We had a lot of evidence to support this case.
Unemployment rates across the rich world were consistently higher in the decades after 1980 than in the decades before—during downturns and booms. The business sector once relied on external finance to cover its investment needs, but switched to generating massive surpluses that are either paid out to shareholders or used to pay down old debts or build up cash hoards. Capacity utilization rates had been trending down for years as the prices of both commodities and manufactured goods have collapsed relative to incomes. Financial markets also agreed that capital was abundant relative to investment demand, with interest rates (and spreads) relentlessly grinding lower and valuation multiples (generally) marching higher.1
This has implications for the optimal distribution of income.

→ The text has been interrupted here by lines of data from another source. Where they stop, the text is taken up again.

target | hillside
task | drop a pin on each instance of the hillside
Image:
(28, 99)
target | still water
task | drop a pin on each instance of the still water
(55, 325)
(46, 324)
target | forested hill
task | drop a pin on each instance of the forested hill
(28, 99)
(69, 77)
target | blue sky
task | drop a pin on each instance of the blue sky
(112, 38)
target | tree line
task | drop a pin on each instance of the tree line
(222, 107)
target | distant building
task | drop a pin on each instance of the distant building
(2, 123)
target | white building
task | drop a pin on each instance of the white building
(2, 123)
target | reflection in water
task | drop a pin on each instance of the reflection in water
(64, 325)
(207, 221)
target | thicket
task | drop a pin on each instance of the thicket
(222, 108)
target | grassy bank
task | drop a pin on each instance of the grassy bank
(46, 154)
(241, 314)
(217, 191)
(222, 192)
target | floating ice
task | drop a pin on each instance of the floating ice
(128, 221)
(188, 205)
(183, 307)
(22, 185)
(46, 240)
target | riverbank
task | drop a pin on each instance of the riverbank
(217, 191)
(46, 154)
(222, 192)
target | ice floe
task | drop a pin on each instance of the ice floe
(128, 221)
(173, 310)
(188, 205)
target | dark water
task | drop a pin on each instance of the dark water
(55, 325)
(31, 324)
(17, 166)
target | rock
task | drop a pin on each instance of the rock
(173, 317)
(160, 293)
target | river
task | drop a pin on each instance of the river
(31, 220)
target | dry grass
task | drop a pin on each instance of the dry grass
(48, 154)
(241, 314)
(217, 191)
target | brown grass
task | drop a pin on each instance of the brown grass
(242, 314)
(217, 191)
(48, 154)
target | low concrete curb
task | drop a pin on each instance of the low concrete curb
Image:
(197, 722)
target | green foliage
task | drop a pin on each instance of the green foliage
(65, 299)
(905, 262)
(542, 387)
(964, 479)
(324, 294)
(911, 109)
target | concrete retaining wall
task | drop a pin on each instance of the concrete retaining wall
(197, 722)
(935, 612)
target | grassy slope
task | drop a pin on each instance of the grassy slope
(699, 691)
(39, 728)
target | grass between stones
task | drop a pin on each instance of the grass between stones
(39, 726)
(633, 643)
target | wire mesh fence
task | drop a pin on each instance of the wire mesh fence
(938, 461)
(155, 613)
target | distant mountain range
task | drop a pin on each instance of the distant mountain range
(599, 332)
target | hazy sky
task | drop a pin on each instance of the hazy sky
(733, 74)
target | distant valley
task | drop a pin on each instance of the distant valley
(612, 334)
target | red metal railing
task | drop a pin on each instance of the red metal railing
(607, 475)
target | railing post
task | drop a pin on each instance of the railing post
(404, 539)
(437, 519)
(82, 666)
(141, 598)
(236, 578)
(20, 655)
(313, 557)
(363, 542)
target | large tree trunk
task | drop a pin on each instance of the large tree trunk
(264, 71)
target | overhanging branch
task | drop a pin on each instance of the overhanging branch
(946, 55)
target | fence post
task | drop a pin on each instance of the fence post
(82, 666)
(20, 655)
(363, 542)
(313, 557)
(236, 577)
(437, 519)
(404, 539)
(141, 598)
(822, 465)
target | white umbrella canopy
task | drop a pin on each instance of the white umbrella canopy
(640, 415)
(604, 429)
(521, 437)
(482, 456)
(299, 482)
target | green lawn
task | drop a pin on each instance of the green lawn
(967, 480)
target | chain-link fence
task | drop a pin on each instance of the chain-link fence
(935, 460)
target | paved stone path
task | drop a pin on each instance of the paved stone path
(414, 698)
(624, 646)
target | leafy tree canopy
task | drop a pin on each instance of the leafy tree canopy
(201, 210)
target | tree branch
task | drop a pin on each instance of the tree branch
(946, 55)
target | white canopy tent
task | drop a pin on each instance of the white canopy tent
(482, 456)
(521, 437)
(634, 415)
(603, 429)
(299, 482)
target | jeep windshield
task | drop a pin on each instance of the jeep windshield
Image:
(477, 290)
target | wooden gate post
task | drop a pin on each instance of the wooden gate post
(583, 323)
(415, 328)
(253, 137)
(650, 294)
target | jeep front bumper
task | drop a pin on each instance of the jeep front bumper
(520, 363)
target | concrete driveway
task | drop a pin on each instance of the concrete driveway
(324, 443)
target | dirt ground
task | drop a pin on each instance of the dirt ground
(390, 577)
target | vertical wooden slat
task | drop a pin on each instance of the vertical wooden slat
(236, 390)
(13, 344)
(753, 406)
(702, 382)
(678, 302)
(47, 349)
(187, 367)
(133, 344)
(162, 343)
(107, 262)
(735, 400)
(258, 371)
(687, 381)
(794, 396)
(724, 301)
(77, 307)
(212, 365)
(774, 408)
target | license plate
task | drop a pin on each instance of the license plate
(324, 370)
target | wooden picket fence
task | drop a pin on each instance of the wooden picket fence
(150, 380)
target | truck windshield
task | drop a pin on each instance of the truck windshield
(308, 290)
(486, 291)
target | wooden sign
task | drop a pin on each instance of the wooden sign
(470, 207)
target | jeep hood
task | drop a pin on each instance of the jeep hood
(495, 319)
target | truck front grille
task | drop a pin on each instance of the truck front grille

If it were necessary to restrict consumer spending to free up workers, machines, and material inputs for a long list of worthwhile capital projects, then regressive transfers would actually boost total production and aggregate incomes. In that world, the most important task for policymakers would be figuring out how to make inegalitarian redistribution socially acceptable—or how to obscure it enough so that it went unnoticed.
Our claim was that the particular conditions of the past few decades meant that the “suppress-consumption-to-boost-investment” agenda would actually lead to less worthwhile investment and lower living standards. Even the best projects would have difficulty becoming profitable in the absence of customer demand. The flip side of our view was that egalitarian redistribution would spur more consumer spending and more investment—without any negative side effects.
Inflation was not a serious concern for us because we believed that businesses had the flexibility to ramp production as needed. Moreover, we did not believe that rising living standards in any individual country would come at the expense of real growth and/or inflation elsewhere, because we believed that, globally, spare capacity was vast. In general, prosperity is not a scarce resource because rising consumption encourages more production in a virtuous cycle. That was why we believed that the central economic challenge before the pandemic was the persistent shortfall of demand, not supply.
In our view, the main risk associated with egalitarian redistribution was the potential for growing geographic mismatches between who was doing the additional spending and who was doing the additional production, which had the potential to translate into unsustainable financial imbalances.